MOE Key Laboratory of Bioinorganic and Synthetic Chemistry, School of Chemistry, State Key Laboratory of Oncology in South China, Sun Yat-Sen University, Guangzhou, 510006, P. R. China.
Angew Chem Int Ed Engl. 2022 Oct 24;61(43):e202210988. doi: 10.1002/anie.202210988. Epub 2022 Sep 23.

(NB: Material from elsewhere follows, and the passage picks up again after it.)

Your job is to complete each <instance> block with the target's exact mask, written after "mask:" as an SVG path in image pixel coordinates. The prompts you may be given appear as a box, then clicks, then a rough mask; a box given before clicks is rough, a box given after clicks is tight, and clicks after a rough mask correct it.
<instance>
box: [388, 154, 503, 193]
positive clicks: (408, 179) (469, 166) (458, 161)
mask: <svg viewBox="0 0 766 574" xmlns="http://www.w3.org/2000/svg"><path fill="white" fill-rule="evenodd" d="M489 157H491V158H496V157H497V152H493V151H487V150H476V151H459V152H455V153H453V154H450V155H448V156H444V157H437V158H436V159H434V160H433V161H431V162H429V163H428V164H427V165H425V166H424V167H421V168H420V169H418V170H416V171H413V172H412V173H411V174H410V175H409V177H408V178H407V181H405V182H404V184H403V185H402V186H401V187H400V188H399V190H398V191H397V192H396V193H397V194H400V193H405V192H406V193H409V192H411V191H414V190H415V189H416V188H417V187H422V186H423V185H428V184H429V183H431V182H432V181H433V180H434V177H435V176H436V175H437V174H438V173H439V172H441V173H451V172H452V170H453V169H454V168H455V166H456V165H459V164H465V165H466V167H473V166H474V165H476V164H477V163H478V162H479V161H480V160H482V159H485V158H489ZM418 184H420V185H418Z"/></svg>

Activation of the cyclic GMP-AMP synthase-stimulator of the interferon gene (cGAS-STING) pathway is a potent anticancer immunotherapeutic strategy, and the induction of pyroptosis is a feasible way to stimulate the anticancer immune responses. Herein, two Pt complexes (Pt1 and Pt2) were designed as photoactivators of the cGAS-STING pathway. In response to light irradiation, Pt1 and Pt2 could damage mitochondrial/nuclear DNA and the nuclear envelope to activate the cGAS-STING pathway, and concurrently induce pyroptosis in cancer cells, which evoked an intense anticancer immune response in vitro and in vivo. Overall, we present the first photoactivator of the cGAS-STING pathway, which may provide an innovative design strategy for anticancer immunotherapy.

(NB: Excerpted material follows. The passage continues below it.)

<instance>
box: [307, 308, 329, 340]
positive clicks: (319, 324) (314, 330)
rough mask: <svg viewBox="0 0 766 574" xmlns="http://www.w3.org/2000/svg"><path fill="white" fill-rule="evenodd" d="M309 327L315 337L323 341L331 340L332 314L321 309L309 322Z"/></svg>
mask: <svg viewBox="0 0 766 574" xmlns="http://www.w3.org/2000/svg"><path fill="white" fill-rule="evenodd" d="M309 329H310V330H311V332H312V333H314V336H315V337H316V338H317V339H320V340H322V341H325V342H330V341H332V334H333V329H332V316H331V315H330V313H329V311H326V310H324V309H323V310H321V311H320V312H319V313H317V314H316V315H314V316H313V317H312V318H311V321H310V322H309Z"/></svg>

环鸟苷酸-腺苷酸合酶-干扰素基因刺激物(cGAS-STING)途径的激活是一种有效的癌症免疫治疗策略,而细胞焦亡的诱导是刺激抗癌免疫反应的一种可行方法。在此,设计了两种铂配合物(Pt1 和 Pt2)作为 cGAS-STING 途径的光激活剂。在光照射下,Pt1 和 Pt2 可以破坏线粒体/核 DNA 和核膜,激活 cGAS-STING 途径,并同时诱导癌细胞发生细胞焦亡,从而在体外和体内引发强烈的抗癌免疫反应。总之,我们提出了第一个 cGAS-STING 途径的光激活剂,这可能为癌症免疫治疗提供了一种创新的设计策略。